Microsoft unveils new Microsoft Teams features, including one that filters out background noise

The new features roll out as Microsoft Teams turns three years old.

”Mute your phone!” If you’ve ever been on a conference call, you know how annoying background noise can be. Microsoft said Thursday that Microsoft Teams will do something about it, part of a raft of new features the company will roll out over the course of the year. 

Of immediate importance to Teams users are four new features: real-time noise suppression, a “raise hand” feature, offline and low-bandwidth support features, and the ability to “pop out” a chat into a separate window. Microsoft said the chat feature is coming “soon.”

Microsoft teams on realwear meeting Microsoft

Microsoft Teams is now available to RealWear headsets.

“As you know we’re using Teams each day, and it’s how I stay connected,” said Satya Nadella, Microsoft’s chief executive, in a prerecorded conversation shared with reporters. “It’s so easy to...stay focused on the documents you’re collaborating on, conduct these calls and meetings. I’ve been living pretty much the last couple of weeks on Teams and chat.”

This week, Microsoft celebrates the third birthday of Microsoft Teams, an application that has taken greater prominence as the coronavirus pandemic worsens. Microsoft currently has 44 million people around the world using Teams, including 93 of the top Fortune 100 companies. Teams competes with Slack and to some extent with Zoom, as well as the office suite and collaborative tools offered by Zoho. On Wednesday, Slack announced its own upgrade, a UI facelift that emphasizes configurability and a new “lightning bolt” icon designed to serve as a gateway to connected apps.

microsoft teams raise hand Mark Hachman / IDG / Microsoft

Microsoft has added a tiny "raise hand" icon to Teams.

There’s less of an overarching theme connecting the new Teams features, though there’s some connection to existing features. Take Teams’ newfound ability to weed out distracting background noises: In an online demonstration, Microsoft showed off how Teams was able to filter out the noise of a meeting participant crinkling a bag of chips. Likewise, Teams can already blur a meeting background or intelligently add its own custom scenery to avoid distractions.

Microsoft Teams is adding a “raise hand” feature to let people in multi-person meetings alert others that they have a question or are prepared to speak. Unfortunately, the hand-raising icon is rather small and inconspicuous, at least in the images that Microsoft let us see.

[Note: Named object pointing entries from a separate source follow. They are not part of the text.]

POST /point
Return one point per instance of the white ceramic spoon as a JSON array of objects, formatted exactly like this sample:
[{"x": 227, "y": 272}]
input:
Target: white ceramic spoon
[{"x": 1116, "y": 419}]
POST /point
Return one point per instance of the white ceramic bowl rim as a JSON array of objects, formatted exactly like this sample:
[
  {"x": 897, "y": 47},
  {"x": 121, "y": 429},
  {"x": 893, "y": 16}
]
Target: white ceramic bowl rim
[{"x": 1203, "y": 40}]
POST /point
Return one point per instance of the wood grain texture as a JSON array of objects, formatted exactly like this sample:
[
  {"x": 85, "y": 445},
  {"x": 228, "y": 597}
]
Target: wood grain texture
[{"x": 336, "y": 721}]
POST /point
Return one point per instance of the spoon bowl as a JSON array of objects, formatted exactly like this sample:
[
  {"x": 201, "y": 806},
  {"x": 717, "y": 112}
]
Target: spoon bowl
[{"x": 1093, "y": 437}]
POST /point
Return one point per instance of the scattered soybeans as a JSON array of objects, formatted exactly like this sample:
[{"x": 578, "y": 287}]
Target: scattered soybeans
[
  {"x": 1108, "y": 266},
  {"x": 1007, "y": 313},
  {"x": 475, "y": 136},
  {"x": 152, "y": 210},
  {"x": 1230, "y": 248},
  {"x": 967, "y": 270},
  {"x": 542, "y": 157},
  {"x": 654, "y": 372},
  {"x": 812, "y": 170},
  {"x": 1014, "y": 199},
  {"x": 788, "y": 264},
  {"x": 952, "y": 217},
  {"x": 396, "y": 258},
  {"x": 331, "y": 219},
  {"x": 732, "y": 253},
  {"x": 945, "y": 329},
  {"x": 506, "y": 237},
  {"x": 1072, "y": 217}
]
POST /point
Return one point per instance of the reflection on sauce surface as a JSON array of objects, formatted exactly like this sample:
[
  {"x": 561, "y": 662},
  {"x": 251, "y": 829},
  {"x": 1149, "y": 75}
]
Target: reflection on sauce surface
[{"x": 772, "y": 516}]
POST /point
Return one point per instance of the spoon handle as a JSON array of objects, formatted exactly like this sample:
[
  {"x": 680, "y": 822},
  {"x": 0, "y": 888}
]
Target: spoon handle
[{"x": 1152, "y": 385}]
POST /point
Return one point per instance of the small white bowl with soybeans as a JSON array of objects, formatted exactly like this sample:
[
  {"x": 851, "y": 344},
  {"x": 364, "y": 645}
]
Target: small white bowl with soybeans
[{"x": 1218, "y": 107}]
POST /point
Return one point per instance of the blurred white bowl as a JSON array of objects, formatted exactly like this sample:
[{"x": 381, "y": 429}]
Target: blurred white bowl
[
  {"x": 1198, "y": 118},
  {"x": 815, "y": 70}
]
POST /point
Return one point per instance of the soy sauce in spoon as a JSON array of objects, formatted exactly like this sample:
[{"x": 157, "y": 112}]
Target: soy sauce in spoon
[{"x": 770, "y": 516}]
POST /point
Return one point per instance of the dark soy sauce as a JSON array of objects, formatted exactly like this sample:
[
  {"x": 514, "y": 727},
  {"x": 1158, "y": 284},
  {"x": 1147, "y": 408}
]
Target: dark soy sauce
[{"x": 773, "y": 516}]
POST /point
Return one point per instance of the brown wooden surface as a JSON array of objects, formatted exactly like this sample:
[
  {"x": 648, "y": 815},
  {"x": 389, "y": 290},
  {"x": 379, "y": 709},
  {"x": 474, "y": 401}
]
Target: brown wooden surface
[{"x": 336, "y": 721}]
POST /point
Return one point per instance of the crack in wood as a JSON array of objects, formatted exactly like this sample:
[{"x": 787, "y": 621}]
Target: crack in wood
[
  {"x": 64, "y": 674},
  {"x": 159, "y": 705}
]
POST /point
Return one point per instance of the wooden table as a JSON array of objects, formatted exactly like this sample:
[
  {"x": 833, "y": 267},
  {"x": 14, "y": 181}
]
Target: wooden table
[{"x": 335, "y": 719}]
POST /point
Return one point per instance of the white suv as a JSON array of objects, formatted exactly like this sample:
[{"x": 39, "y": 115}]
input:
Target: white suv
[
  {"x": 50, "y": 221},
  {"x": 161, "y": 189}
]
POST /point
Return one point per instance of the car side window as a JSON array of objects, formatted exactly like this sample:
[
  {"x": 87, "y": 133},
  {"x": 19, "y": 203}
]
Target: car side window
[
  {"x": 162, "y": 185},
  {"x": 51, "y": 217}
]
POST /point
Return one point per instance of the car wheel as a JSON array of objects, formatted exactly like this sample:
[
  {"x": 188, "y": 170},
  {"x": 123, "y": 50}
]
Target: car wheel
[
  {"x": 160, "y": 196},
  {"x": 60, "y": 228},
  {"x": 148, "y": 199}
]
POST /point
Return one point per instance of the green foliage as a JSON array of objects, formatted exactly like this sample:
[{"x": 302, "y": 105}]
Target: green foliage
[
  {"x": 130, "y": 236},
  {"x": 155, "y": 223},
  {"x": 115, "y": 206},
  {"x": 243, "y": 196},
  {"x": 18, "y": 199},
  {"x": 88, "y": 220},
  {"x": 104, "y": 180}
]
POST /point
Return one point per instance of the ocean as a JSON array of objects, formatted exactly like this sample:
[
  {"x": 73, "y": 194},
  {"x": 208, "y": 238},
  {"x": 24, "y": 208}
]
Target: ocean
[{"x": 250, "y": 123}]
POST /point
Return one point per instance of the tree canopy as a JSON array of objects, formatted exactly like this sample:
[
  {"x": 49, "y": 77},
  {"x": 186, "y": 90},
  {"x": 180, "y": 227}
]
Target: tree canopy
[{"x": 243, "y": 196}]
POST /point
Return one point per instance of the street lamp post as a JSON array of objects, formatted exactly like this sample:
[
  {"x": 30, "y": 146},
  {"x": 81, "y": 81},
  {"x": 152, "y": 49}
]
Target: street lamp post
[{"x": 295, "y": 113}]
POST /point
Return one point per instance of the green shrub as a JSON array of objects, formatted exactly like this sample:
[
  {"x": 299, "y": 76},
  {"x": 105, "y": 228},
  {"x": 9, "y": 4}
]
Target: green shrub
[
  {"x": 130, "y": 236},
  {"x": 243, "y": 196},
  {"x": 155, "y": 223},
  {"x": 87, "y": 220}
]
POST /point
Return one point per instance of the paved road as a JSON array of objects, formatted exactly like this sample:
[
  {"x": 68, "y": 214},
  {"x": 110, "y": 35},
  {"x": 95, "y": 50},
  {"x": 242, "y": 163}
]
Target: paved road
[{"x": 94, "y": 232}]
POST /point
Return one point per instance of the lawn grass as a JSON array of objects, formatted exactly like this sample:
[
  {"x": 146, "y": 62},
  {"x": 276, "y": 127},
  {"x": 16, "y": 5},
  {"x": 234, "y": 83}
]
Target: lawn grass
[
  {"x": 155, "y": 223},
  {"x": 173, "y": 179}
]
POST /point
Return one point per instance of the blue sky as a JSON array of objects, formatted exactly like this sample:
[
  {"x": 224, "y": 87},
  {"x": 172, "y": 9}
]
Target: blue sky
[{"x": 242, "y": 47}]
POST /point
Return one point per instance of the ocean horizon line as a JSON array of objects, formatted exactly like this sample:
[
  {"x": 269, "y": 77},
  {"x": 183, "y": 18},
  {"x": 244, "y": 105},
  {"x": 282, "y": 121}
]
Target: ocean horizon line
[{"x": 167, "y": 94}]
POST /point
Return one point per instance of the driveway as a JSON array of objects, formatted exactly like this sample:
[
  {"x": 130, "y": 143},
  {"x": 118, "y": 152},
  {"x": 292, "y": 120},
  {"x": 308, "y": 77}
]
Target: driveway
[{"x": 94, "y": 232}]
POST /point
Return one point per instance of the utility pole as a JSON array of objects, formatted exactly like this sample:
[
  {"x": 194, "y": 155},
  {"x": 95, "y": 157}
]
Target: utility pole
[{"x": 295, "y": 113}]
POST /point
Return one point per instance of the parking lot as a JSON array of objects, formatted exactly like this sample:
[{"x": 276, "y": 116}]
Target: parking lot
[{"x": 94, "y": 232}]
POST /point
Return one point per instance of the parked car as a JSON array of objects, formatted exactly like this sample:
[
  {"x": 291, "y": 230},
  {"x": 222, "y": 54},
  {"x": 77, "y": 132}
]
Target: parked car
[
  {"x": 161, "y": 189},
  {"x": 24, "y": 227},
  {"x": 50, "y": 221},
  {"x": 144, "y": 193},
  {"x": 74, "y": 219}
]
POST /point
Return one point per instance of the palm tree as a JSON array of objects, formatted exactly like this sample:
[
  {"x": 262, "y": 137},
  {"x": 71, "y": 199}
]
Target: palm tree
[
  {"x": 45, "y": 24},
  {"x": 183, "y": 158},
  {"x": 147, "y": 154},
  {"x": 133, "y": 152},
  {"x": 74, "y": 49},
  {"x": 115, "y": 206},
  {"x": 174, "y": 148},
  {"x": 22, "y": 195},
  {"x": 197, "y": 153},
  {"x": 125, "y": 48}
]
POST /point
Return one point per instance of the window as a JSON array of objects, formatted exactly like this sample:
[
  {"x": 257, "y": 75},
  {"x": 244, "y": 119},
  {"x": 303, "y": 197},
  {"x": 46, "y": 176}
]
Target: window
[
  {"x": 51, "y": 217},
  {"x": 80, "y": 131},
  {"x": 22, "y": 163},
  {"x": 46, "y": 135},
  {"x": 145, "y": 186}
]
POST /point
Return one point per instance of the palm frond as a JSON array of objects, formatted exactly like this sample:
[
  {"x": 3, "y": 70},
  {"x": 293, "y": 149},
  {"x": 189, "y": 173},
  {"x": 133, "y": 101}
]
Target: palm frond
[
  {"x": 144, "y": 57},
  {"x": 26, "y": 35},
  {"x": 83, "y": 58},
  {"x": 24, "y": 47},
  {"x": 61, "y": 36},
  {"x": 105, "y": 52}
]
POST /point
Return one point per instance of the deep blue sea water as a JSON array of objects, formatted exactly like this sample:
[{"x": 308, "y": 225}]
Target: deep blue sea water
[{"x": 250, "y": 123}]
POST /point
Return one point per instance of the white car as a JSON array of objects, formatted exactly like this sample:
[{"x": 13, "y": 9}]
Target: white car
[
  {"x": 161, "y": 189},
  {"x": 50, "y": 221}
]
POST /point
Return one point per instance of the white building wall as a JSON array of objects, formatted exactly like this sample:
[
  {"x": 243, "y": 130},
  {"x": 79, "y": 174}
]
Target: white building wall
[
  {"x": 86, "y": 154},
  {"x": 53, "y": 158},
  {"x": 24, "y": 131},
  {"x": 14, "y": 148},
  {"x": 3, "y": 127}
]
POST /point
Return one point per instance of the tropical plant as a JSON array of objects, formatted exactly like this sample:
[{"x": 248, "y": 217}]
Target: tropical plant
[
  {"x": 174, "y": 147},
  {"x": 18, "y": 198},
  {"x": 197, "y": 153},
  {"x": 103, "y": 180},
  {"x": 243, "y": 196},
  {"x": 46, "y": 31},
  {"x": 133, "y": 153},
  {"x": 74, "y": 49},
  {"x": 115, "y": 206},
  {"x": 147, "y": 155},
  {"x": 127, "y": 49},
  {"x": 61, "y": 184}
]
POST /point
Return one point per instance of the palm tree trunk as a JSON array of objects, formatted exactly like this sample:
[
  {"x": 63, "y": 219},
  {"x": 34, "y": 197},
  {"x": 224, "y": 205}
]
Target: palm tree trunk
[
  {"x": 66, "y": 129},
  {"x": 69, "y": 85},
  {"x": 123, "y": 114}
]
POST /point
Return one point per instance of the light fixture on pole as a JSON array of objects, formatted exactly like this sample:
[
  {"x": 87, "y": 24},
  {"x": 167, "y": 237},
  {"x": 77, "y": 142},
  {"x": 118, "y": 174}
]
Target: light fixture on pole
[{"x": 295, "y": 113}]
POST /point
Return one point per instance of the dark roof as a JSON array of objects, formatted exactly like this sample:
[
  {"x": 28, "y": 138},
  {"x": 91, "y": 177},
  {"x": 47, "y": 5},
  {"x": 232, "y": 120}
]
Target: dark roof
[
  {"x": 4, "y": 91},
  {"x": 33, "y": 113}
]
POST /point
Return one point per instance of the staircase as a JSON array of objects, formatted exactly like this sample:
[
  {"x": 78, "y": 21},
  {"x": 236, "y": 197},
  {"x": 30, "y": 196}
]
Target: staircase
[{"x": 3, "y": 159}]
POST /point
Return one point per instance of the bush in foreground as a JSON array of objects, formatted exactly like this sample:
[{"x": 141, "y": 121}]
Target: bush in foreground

pop out chat in microsoft teams Microsoft

Chats will now be able to be popped out into their own separate window.

Microsoft also has a couple of new chat-specific features to add to Teams. The ability to separate a chat into its own window, known as “popping it out,” is something you can already do in the Windows 10 Mail app, for example, to separate an email reply or composition into its own window. A related chat feature is designed to be used in conditions that hopefully no one has to face during the COVID-19 crisis: the need to chat or communicate with a low-bandwidth or completely absent Internet connection. Microsoft didn’t show us this feature in action, but it would presumably be similar to the way in which Outlook allows for offline message composition.

Microsoft offered some options specific to particular verticals, including the on-the-spot employees known as “firstline workers.” Microsoft is adding support for Teams on RealWear headsets, a sort of collaborative visor where maintenance employees can videoconference with support staff who can see what they’re looking at. Likewise, Microsoft also announced Microsoft 365 Business Voice, a voice-first Teams system for small businesses. 

This story was updated at 8:57 AM with additional images, and again at 9:11 AM with additional information about the number of Teams users, and at 10:05 with an additional image.